The vast imperial chessboard on which the two superpowers of the day manoeuvred for advantage stretched from the snow-capped Caucasus in the west to Tibet and China in the east. When play first began, the frontiers of Russia and British India lay some 2,000 miles apart. By the end, the gap had shrunk in places to less than 20 miles.
This book tells the story of the Great Game, one of the most romantic episodes in modern history, through the adventures and misadventures of those who took part in it on either side. Some travelled on their shadowy missions in disguise, as holy men or native horse-traders, while others set out in full regimentals. It was always a dangerous game, and some never returned.
As the Russians pushed forward their frontiers the British became convinced that they would not halt until India, the richest of all imperial prizes, was theirs. Soon the Tsar’s empire was expanding at some fifty-five square miles a day, as one by one the khanates and caravan towns of the old Silk Road fell to the fast-riding Cossacks, ever in the van of the Russian advance. At times war seemed inevitable.
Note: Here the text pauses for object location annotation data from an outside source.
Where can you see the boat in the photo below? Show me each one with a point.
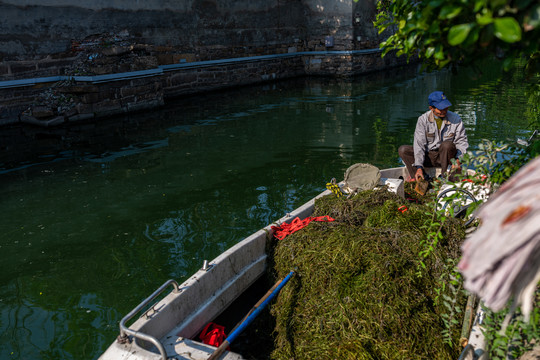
(169, 326)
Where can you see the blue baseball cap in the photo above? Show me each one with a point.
(439, 100)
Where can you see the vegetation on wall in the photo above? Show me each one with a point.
(452, 32)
To the young officers and others on either side who were chosen to play the Great Game it was the stuff of dreams. Here was the chance to escape the monotony of garrison life, and perhaps win promotion, glory – or even a place in the imperial history books. It was their task to fill in the blanks on the staff maps, discover possible invasion routes, gather political intelligence, befriend powerful khans, and report on the movements of the other side.
The Great Game’s violent aftermath haunts us even now. The overthrow of Asian rulers, the storming of embassies, inglorious retreats from Afghanistan, and blood-letting in the Caucasus – all these were familiar to Victorian newspaper readers. Today, with the whole future of Russia’s vast Central Asian empire in doubt, the enthralling story of the Great Game is an ominously topical one.